The Torah forbids the consumption of the blood of an animal. The two Torah accepted methods of extracting blood from meat, a process referred to as “koshering”, are either salting or broiling.
Meat should not be placed in warm water before it has been “koshered”. Once meat is cooked prior to koshering, it cannot be made kosher.
The meat must first be soaked for a half hour in cool (not ice) water in a utensil designated only for that purpose. After allowing for excess water to drip off the meat, the meat is thoroughly salted so that the entire surface is covered with a thin layer of salt. Only coarse salt should be used. Both sides of meat and poultry must be salted. All inside loose sections of poultry must be removed before the koshering process begins. Each part must be soaked and salted individually.
If the meat or poultry was sliced during the salting process, the newly exposed surfaces of the cut must now be soaked for a half hour and salted as well.
The salted meat is left for an hour on an inclined or perforated surface to allow
the blood to flow down freely. The cavity of the poultry should be placed open, in a downward direction.
After the salting, the meat must be thoroughly soaked, and then thoroughly washed to remove all of the applied salt.
According to kosher law, meat must be koshered within 72 hours after slaughter so as not to allow the blood to congeal. If meat has been thoroughly soaked prior to the 72 hours limit, an additional seventy-two hours time stay is granted to complete the first step of the salting process.
An alternate means of “koshering” meat is through broiling. Liver may only be koshered through broiling, because of the preponderance of blood in it.
Both the liver and meat must first be thoroughly washed to remove all surface blood. They are then salted slightly on all sides. Subsequently, they are broiled specifically on a designated liver-broiling perforated grate over an open fire, which draws out the internal blood. When koshering liver, slits must be made in the liver prior to broiling.

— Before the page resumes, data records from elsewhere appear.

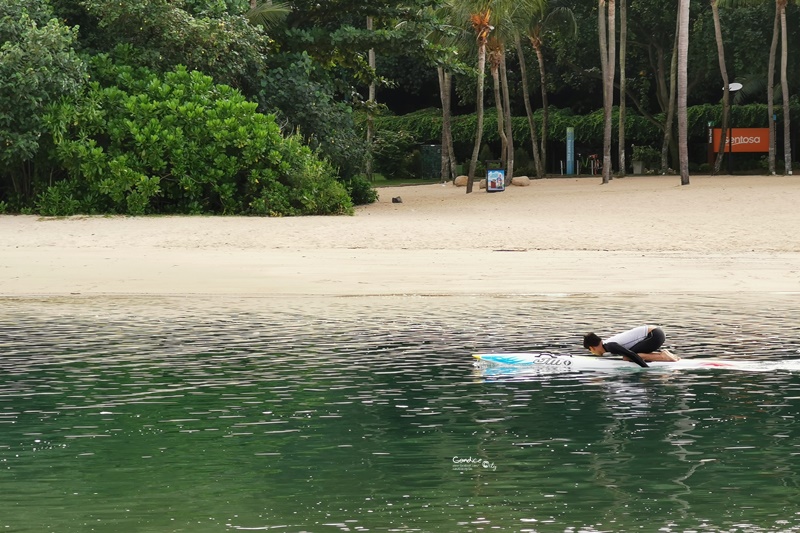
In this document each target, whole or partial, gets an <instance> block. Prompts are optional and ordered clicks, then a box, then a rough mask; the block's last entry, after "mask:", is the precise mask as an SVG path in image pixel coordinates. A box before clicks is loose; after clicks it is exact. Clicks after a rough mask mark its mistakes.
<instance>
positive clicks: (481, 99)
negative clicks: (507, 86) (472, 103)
mask: <svg viewBox="0 0 800 533" xmlns="http://www.w3.org/2000/svg"><path fill="white" fill-rule="evenodd" d="M484 70H486V43H485V42H479V43H478V88H477V94H476V99H477V102H476V104H475V115H476V119H477V123H478V124H477V125H476V127H475V145H474V146H473V147H472V159H470V161H469V179H468V180H467V194H469V193H471V192H472V180H474V179H475V167H476V166H477V164H478V154H479V153H480V150H481V142H482V141H483V80H484V78H485V73H484Z"/></svg>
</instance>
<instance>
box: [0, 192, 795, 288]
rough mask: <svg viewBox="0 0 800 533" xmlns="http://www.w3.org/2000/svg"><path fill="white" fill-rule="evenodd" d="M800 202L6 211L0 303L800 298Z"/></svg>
mask: <svg viewBox="0 0 800 533" xmlns="http://www.w3.org/2000/svg"><path fill="white" fill-rule="evenodd" d="M798 193H800V178H798V177H794V176H785V177H783V176H777V177H776V176H716V177H704V176H699V177H693V178H692V183H691V184H690V185H688V186H681V185H680V178H679V177H678V176H645V177H627V178H621V179H620V178H617V179H614V180H612V182H611V183H610V184H607V185H603V186H601V185H599V179H596V180H589V179H586V178H561V177H559V178H558V179H554V180H550V179H546V180H533V181H532V182H531V186H530V187H516V186H512V187H509V188H507V189H506V190H505V191H503V192H496V193H486V192H485V191H483V190H480V189H476V190H474V191H473V193H472V194H470V195H467V194H466V193H465V190H464V189H463V188H456V187H454V186H452V185H451V184H446V185H444V186H442V185H441V184H432V185H413V186H405V187H391V188H382V189H379V195H380V198H379V201H378V202H376V203H375V204H371V205H368V206H361V207H359V208H357V210H356V214H355V215H354V216H352V217H301V218H278V219H268V218H255V217H253V218H247V217H231V218H228V217H213V218H212V217H189V216H154V217H139V218H132V217H104V216H92V217H88V216H76V217H69V218H60V219H46V218H40V217H36V216H13V215H4V216H0V254H2V257H0V296H5V297H20V296H33V297H35V296H70V295H72V296H75V295H82V296H91V295H98V296H99V295H229V296H237V295H238V296H260V297H270V296H281V297H293V296H394V295H431V296H447V295H461V296H468V295H531V294H542V295H544V294H666V293H681V294H684V293H698V294H700V293H753V294H756V293H789V294H791V293H800V237H799V236H798V235H797V234H796V229H795V228H798V227H800V211H798V210H797V209H796V206H795V205H794V204H795V201H794V198H796V197H798ZM393 196H400V197H401V198H402V199H403V203H400V204H393V203H392V202H391V199H392V197H393Z"/></svg>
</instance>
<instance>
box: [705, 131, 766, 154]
mask: <svg viewBox="0 0 800 533" xmlns="http://www.w3.org/2000/svg"><path fill="white" fill-rule="evenodd" d="M726 133H727V132H726ZM719 136H720V128H714V135H713V138H712V139H710V140H711V146H712V147H713V148H714V150H715V151H716V149H717V147H718V146H719ZM730 139H732V140H733V143H732V144H733V149H732V150H731V142H730V140H729V139H728V136H727V135H726V136H725V151H726V152H769V128H733V129H732V130H731V135H730Z"/></svg>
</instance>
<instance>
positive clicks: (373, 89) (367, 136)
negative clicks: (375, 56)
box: [367, 17, 375, 181]
mask: <svg viewBox="0 0 800 533" xmlns="http://www.w3.org/2000/svg"><path fill="white" fill-rule="evenodd" d="M367 31H372V17H367ZM368 58H369V59H368V61H369V68H371V69H372V71H373V72H374V71H375V49H374V48H370V49H369V52H368ZM374 104H375V80H372V81H371V82H370V84H369V108H368V109H367V147H368V149H369V156H368V157H367V179H369V180H370V181H372V139H373V137H375V117H373V116H372V107H373V105H374Z"/></svg>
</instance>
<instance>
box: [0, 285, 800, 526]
mask: <svg viewBox="0 0 800 533" xmlns="http://www.w3.org/2000/svg"><path fill="white" fill-rule="evenodd" d="M797 311H798V296H797V295H765V296H760V297H742V296H733V297H731V296H729V295H717V296H702V297H697V296H691V297H690V296H680V295H675V296H666V297H658V298H653V297H631V298H626V299H622V298H611V299H604V298H597V297H588V296H571V297H514V298H412V297H407V298H402V297H396V298H331V299H325V298H308V299H294V300H281V299H240V300H227V299H205V298H187V299H181V298H165V299H157V298H152V299H148V298H138V299H114V298H86V299H83V298H74V299H0V494H2V498H0V531H11V532H42V531H58V532H72V531H80V532H83V531H97V532H172V531H190V532H214V531H237V530H247V531H252V530H278V531H367V530H371V531H433V530H440V531H575V532H577V531H634V530H636V531H665V532H668V531H687V530H695V531H800V505H798V501H800V457H798V455H800V374H798V373H791V372H776V373H768V374H762V373H747V372H731V371H722V370H717V371H709V370H704V371H694V372H692V371H683V372H674V373H649V372H630V373H621V374H619V375H615V374H610V375H609V374H602V375H600V374H591V373H583V374H581V373H574V374H558V375H541V376H529V377H528V378H526V379H524V380H501V381H486V380H484V379H483V378H482V377H481V375H480V374H479V373H477V371H476V370H475V369H474V368H473V367H472V362H471V360H470V357H469V355H470V353H471V352H473V351H503V350H505V351H509V350H516V351H519V350H548V351H565V352H572V353H580V349H579V342H580V339H581V335H582V334H583V333H585V332H586V331H588V330H595V331H597V332H598V333H600V334H601V335H602V334H606V333H613V332H614V331H606V330H605V329H604V328H605V327H608V328H614V329H615V330H616V329H620V328H623V327H626V326H629V325H631V326H632V325H636V324H637V323H638V322H640V321H642V322H645V321H647V322H656V323H661V324H662V325H663V326H664V328H665V330H666V331H667V337H668V339H667V346H668V347H669V348H671V349H672V350H673V351H674V352H676V353H678V354H680V355H682V356H684V357H705V356H714V357H731V358H740V359H777V358H782V357H783V358H793V359H798V358H800V352H798V349H799V348H798V346H800V326H798V324H797V316H798V312H797Z"/></svg>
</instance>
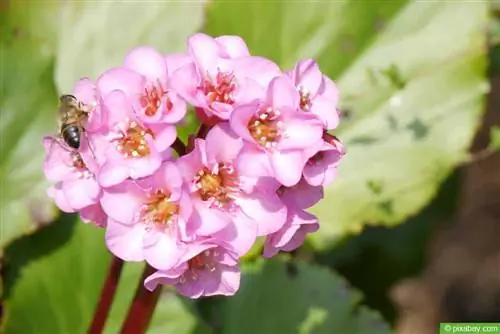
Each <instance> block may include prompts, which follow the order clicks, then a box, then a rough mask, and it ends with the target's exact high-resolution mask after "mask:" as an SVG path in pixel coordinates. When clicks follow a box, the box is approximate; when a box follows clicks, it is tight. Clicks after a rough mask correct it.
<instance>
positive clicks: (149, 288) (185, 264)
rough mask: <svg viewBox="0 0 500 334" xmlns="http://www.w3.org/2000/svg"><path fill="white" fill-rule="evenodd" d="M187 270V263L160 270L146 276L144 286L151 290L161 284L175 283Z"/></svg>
mask: <svg viewBox="0 0 500 334" xmlns="http://www.w3.org/2000/svg"><path fill="white" fill-rule="evenodd" d="M186 270H187V263H182V264H181V265H179V266H177V267H175V268H172V269H170V270H159V271H156V272H154V273H153V274H151V275H149V276H148V277H146V279H145V280H144V287H145V288H146V289H148V290H149V291H153V290H154V289H156V287H157V286H158V284H160V285H174V284H176V283H177V279H178V278H179V277H180V276H181V275H182V274H183V273H184V272H185V271H186Z"/></svg>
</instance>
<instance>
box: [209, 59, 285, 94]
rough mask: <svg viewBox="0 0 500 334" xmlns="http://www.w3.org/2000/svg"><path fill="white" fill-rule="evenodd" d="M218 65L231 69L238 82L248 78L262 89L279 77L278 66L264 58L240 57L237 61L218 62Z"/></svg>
mask: <svg viewBox="0 0 500 334" xmlns="http://www.w3.org/2000/svg"><path fill="white" fill-rule="evenodd" d="M219 64H220V65H221V66H223V67H224V68H227V69H231V71H232V72H233V74H234V75H235V77H236V78H237V79H238V80H242V79H243V78H250V79H252V80H254V81H256V82H257V83H258V84H259V85H261V86H262V87H267V85H269V82H271V80H272V79H273V78H275V77H277V76H279V75H281V70H280V68H279V66H278V65H276V64H275V63H273V62H272V61H271V60H269V59H267V58H264V57H255V56H251V57H242V58H238V59H224V60H220V61H219Z"/></svg>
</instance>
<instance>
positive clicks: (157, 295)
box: [120, 264, 162, 334]
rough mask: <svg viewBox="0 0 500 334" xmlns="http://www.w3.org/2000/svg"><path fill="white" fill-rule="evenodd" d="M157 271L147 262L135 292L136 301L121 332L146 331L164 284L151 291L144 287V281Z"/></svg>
mask: <svg viewBox="0 0 500 334" xmlns="http://www.w3.org/2000/svg"><path fill="white" fill-rule="evenodd" d="M155 271H156V269H154V268H152V267H151V266H150V265H148V264H146V267H145V268H144V271H143V273H142V277H141V280H140V282H139V285H138V286H137V290H136V292H135V297H134V301H133V302H132V305H131V306H130V308H129V310H128V314H127V318H126V319H125V322H124V323H123V326H122V330H121V332H120V333H121V334H144V333H146V330H147V329H148V326H149V323H150V321H151V318H152V317H153V312H154V310H155V307H156V303H157V302H158V298H159V296H160V292H161V288H162V286H161V285H158V286H157V287H156V289H155V290H154V291H153V292H150V291H148V290H146V288H144V285H143V282H144V280H145V279H146V277H148V276H149V275H151V274H152V273H153V272H155Z"/></svg>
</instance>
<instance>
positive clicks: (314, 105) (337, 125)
mask: <svg viewBox="0 0 500 334" xmlns="http://www.w3.org/2000/svg"><path fill="white" fill-rule="evenodd" d="M287 75H288V76H289V77H290V78H292V81H293V84H294V85H295V87H297V90H298V91H299V93H300V109H301V110H303V111H307V112H311V113H313V114H315V115H317V116H318V117H319V118H320V119H321V120H322V121H323V124H324V126H325V128H326V129H327V130H332V129H335V128H336V127H337V126H338V124H339V120H340V117H339V112H338V111H337V104H338V99H339V92H338V89H337V86H336V85H335V83H334V82H333V81H331V80H330V79H329V78H328V77H326V76H325V75H323V74H322V73H321V71H320V70H319V67H318V64H317V63H316V62H315V61H314V60H312V59H304V60H301V61H299V62H298V63H297V64H296V65H295V68H294V69H293V71H290V72H288V73H287Z"/></svg>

The meat or liver must be broiled on both sides until the outer surface appears to be dry and brown. After broiling, the meat or the liver is rinsed off.
F. The Kosher Butcher:
Years ago, salting of meat and poultry was performed in the home of the consumer. More recently, the kosher butcher performed salting in the butcher shop. Today, the entire process of slaughtering, bedika, nikkur and salting has shifted to the slaughterhouse. This allows for uniform consistency of high standards. Nonetheless, the kosher butcher plays a critical role in distributing the product. The butcher must be a person of integrity and the store should be under reliable Rabbinic supervision.
From the time of slaughter, kosher meat and poultry must be properly supervised until it reaches the consumer. A metal tag called a plumba, bearing the kosher symbol is often clamped on the meat or fowl to serve as an identifying seal of supervision. Alternatively, the meat or fowl is packed in tamperproof packaging with the kosher logo prominently displayed.
Because kosher meat and poultry have many processing requirements (shechita, bedika nikkur and salting), which must be performed by specially trained individuals, the labor costs associated with kosher meat and poultry are significantly greater. This accounts for the higher cost of kosher meat and poultry.